The winter exhibition at Poznań's Art Stations Foundations presents works by both Polish artists - Zofia Kulik, Maciej Osika, Konrad Kuzyszyn, Jerzy Lewczyński and Katarzyna Górna - and international artists - Zhang Huan (China), Loretta Lux (Germany), Michael Najjar (Germany), and Thomas Hirschhorn (Switzerland) - all of whom use photography as their primary medium of expression.
The show offers an intriguing generational and thematic cross-section of works, taking the complex issue of identity at the turn of the 21st century as a common reference point. The time and place these works came into being are equally significant, yet all of them succeed in illustrating aspects of identity at the personal, social and cultural level. They also serve to unveil an iconographic richness and iconological depth that reflect the impact of social, political and historical phenomena on identity formation.
Equally crucial here is a more and more identifiable new perspective in the post-western world, where the voice and experience of artists from China and the Middle East who enter the international stage supplement significantly the vantage point of European artists. One of the characteristic features of the show is, therefore, the multiculturalism of the present.
Despite this thick network of intertwined aspects of identity and their conditions, the exhibition is quite transparent, both in terms of the works on display and the content conveyed, demonstrating the network of new relations and co-dependencies that arise between the works to furnish a vast array of different significations.
Two floors of the show are dedicated to a series of works by Zhang Huan (b. 1965), a major representative of contemporary Chinese art. Zhang Huan is the youngest exponent of a new wave of artists that emerged from China in the early 1990s. In his art, Zhang Huan makes use of a whole gamut of media, ranging from performance through photography to installation, sculpture and painting with ash. The show in Art Stations will present two suites of photographs, Shanghai Family Tree, 2001 and Foam, 1998. As to their underlying message, both series attempt to take a middle position between the impact of society and family ties and the role of fate in identity formation and the development of a particular place for the artist as an autonomous being in family and social life. Thus, identity and a widely-construed spirituality is the principal motif of both series.
Iconographic evocativeness and multiple meanings can be also found in the works of Zofia Kulik. The show presents Self-Magnificence V (Mother, Daughter, Partner), 2007. In the context of thinking about identity, the tripartite subtitle is an important introduction into the inner realm of the work. Extensive archives of gathered, defined and arranged objects and gestures are the initial form of the work. Both the air of the works and their choice are characteristic of Zofia Kulik. Through a very precise self-definition, the artist strives to partake in existence as much as possible, to be a fragment of "the portrayed wholeness of existence", of which she herself feels part and parcel.

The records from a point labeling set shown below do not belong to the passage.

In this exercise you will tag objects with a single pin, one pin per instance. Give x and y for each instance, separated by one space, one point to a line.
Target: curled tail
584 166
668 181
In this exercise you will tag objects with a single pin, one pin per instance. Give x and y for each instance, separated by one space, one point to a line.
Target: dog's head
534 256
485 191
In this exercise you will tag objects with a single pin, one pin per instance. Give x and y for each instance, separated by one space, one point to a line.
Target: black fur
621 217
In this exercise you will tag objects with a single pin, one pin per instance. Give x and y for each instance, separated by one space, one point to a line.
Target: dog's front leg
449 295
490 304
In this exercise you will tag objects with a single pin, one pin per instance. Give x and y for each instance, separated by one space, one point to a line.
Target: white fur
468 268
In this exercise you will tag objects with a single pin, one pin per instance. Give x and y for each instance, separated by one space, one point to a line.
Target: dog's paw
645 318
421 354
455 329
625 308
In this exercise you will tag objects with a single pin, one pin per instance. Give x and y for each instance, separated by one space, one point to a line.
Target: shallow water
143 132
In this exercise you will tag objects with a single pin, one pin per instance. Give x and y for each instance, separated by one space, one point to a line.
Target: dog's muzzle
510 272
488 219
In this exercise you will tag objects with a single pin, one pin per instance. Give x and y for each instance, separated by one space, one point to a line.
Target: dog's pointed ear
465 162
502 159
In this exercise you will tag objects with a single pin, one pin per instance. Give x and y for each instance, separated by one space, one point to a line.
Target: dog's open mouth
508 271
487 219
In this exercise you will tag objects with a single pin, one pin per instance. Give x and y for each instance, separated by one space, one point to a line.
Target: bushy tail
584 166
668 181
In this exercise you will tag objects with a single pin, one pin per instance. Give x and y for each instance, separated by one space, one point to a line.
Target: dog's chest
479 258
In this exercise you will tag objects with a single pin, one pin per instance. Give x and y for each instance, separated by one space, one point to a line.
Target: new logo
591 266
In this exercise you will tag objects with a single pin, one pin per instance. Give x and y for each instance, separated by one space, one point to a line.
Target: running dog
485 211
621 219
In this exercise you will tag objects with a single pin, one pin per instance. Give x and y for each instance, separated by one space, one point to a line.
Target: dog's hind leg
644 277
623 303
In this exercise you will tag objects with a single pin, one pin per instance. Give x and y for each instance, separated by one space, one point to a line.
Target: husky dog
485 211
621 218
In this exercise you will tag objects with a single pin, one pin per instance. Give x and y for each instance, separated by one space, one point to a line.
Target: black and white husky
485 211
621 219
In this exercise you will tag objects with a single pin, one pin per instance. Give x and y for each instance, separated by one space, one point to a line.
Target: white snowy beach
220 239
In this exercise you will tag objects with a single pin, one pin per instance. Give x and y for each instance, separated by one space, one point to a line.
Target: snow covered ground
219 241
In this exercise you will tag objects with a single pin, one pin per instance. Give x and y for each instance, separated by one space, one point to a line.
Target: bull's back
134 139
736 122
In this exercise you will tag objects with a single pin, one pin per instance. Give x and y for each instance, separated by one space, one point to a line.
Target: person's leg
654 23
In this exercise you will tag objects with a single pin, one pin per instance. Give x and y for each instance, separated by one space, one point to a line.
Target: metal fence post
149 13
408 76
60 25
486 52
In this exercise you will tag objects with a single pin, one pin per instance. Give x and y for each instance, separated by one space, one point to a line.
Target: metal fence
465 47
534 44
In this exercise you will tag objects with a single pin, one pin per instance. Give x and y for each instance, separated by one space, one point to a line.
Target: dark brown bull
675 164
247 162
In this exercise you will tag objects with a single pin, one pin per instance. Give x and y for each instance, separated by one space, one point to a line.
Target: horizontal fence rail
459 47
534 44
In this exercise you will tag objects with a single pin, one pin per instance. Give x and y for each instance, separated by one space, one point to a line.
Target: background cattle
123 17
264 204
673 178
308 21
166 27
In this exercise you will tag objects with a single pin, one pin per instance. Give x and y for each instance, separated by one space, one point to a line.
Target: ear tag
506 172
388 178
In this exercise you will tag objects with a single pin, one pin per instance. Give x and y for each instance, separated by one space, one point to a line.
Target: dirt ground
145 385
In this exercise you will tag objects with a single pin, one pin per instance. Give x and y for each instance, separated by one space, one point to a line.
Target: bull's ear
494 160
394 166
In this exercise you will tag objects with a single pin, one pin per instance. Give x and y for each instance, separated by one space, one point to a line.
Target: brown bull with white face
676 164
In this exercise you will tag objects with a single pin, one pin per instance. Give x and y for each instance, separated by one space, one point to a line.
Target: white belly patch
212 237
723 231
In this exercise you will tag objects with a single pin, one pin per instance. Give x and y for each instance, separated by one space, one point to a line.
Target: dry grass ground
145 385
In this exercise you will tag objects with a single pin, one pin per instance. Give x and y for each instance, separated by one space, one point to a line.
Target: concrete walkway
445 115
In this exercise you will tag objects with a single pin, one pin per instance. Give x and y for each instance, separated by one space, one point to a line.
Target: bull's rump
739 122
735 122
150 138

It is the dormant force discovered in the ability of self-determination, a medium also found in portraits by Maciej Osika or a work in the Madonnas series by Katarzyna Górna that points to a parallel dimension of identity contained within the sexual. In Osika, this is a record of the artist's extraordinary ability to become a woman and the mastery of showing himself as an "androgynous being", balancing off the related female and male elements within his own psychosomatic self. Another equally bold revaluation is attempted by Katarzyna Górna, who struggling with women's gender roles, also fights for the renewal of the visual tradition, assigning a new dimension to historical iconography. Here the entire body of a woman is a source of deliverance despite layers of historical connotations that put its freedom into question.
Identity seen through the prism of a pursuit of the human condition is taken up by Konrad Kuzyszyn. The artist focuses on the human body, subject to natural and human experimentation. This is a body subject to an irreversible transgression, shown as symbolic of the limits of being, suspended between truth and fiction in a mute question about one's own identity. Artists Loretta Lux and Thomas Hirschhorn explore the impact of the environment and human psychology as a major component of the representation of identity.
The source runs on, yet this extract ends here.